Unfortunately, fluctuating coffee prices meant that producers continued to struggle to predict their income for the coming season and plan for the needs of their farms. To reduce their vulnerability, in 2018, Kibinge diversified into coffee roasting as an additional source of income, which they refer to as ‘value addition.’

David continued: “We ventured into value addition as a means of ensuring that we were everywhere in the entire coffee value chain, from what you would call seed stage to cup stage. Ugandans do not drink coffee so finding a market for coffee was not very easy. 

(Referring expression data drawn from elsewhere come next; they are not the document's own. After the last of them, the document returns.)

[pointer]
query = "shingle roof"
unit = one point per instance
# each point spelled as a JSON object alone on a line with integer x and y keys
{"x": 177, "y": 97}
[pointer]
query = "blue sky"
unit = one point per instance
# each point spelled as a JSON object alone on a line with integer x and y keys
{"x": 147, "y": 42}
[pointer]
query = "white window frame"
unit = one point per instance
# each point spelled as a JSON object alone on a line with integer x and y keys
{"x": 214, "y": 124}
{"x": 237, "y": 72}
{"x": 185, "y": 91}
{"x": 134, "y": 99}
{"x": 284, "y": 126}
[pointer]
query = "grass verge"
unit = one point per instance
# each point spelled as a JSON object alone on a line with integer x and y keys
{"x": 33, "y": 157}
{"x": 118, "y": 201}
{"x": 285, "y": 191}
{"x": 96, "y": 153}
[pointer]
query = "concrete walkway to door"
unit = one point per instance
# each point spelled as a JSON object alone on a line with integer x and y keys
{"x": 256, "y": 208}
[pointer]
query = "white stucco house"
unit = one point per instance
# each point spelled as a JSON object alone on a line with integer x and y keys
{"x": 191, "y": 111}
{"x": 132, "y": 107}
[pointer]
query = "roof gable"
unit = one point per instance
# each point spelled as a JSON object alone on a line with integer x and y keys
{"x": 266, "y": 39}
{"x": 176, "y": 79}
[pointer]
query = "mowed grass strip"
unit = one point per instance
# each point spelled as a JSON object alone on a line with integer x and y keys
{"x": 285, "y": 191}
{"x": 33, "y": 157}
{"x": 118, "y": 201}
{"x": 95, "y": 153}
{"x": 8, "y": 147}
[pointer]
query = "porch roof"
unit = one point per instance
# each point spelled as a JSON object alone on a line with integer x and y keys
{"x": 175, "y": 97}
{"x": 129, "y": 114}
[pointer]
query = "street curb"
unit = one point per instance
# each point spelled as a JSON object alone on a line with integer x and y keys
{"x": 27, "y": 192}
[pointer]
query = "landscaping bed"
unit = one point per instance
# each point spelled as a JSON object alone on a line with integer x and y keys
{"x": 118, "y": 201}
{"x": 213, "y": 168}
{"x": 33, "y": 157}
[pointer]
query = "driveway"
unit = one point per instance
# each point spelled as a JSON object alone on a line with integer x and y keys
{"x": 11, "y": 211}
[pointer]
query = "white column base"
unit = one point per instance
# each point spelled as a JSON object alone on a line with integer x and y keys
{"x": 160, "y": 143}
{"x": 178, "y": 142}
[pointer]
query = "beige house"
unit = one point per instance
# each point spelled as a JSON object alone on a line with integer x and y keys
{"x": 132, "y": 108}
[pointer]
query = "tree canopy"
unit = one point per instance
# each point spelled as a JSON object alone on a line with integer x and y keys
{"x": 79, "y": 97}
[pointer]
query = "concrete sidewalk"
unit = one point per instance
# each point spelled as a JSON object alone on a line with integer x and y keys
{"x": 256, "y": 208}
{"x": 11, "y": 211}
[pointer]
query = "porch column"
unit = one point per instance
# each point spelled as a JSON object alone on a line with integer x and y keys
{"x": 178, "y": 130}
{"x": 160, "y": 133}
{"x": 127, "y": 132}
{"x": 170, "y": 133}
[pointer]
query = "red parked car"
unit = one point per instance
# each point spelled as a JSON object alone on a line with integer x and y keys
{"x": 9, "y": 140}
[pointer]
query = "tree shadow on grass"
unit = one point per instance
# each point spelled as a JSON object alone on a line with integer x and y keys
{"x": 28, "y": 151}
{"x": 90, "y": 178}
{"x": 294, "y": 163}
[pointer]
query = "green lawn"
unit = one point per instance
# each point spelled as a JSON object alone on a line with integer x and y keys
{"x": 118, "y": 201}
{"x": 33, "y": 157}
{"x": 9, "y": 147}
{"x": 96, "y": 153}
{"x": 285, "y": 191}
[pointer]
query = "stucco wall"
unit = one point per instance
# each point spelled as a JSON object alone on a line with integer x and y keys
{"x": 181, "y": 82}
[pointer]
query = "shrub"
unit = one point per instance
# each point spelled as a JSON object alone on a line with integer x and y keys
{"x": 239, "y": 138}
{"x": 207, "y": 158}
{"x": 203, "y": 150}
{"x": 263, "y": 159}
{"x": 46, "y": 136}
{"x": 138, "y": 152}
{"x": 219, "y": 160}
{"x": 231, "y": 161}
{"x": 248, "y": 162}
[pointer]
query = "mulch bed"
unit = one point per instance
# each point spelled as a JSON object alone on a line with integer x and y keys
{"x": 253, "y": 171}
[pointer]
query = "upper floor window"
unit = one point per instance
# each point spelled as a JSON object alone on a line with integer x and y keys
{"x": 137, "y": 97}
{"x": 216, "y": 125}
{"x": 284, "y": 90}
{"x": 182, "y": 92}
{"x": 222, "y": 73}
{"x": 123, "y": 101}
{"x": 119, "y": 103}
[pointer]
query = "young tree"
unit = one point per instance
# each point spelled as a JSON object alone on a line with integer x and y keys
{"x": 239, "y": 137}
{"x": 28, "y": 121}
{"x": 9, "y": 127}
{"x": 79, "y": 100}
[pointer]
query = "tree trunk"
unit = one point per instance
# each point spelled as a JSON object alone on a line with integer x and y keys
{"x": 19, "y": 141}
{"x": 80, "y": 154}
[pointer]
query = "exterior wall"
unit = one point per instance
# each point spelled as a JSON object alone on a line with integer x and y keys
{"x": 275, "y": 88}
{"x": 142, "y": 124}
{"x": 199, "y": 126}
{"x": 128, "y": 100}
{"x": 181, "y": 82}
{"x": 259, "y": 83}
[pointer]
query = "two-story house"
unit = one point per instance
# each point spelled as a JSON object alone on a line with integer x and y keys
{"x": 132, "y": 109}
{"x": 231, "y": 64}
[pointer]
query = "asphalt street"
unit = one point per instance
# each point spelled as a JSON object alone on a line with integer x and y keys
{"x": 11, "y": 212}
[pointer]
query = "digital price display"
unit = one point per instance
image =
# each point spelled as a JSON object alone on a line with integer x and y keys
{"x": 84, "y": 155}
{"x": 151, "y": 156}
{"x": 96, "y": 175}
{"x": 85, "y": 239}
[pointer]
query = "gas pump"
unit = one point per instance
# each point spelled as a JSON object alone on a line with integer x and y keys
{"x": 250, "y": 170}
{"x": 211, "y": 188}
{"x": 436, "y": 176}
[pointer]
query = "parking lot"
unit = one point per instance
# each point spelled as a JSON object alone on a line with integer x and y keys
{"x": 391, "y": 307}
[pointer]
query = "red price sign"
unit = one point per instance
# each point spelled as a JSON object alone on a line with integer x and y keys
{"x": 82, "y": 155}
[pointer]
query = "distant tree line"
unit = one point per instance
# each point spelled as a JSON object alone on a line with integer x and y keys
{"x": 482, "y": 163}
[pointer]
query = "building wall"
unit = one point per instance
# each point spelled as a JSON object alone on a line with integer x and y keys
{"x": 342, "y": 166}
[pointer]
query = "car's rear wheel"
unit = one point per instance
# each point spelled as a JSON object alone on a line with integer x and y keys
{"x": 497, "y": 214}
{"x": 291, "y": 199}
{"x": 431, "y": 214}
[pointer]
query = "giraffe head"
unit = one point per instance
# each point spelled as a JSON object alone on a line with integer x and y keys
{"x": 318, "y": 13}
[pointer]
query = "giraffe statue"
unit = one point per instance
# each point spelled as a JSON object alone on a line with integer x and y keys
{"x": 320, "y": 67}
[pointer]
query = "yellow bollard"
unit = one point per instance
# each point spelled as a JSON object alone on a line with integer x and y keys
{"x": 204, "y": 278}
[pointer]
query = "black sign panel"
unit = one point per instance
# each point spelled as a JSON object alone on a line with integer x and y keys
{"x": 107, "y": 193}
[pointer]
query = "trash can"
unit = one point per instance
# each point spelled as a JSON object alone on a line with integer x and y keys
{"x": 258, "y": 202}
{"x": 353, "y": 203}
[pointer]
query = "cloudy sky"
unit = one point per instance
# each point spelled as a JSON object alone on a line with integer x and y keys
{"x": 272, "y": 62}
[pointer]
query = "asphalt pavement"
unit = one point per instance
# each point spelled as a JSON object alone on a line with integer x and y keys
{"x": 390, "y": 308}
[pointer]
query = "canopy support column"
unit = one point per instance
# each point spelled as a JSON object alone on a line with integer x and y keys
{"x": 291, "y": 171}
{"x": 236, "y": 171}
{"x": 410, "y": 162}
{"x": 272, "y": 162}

“We trained and keep on training by way of promoting domestic consumption of coffee. And that is how we started, slowly by selling the coffee to locals. Gradually, we evolved and started selling everywhere in Uganda.” Their efforts were recognised this year when they won a Fairtrade Africa Impact Recognition (FAIR) Ngoma Award for Best Value Addition to Products.

Kibinge has encountered challenges due to the impact of the pandemic, along with other coffee producers in Uganda. In April 2020 they ran into difficulties in shipping their product from the port in Mombasa, Kenya, when the impact of Covid-19 was growing in East Africa. 

At that time, there was a shortage of shipping containers, which resulted in stock remaining at the port in Mombasa for longer and an increase in charges for the buyer. Overall, production has been maintained as Ugandan coffee continues to be in high demand. 

In 2018, Kibinge launched a project called ‘Women in Coffee’, which supports female farmers to manage their own coffee trees. The women are currently selling small amounts to the speciality Fairtrade market. They hope to grow the brand, which they have named ‘Grown by Women.’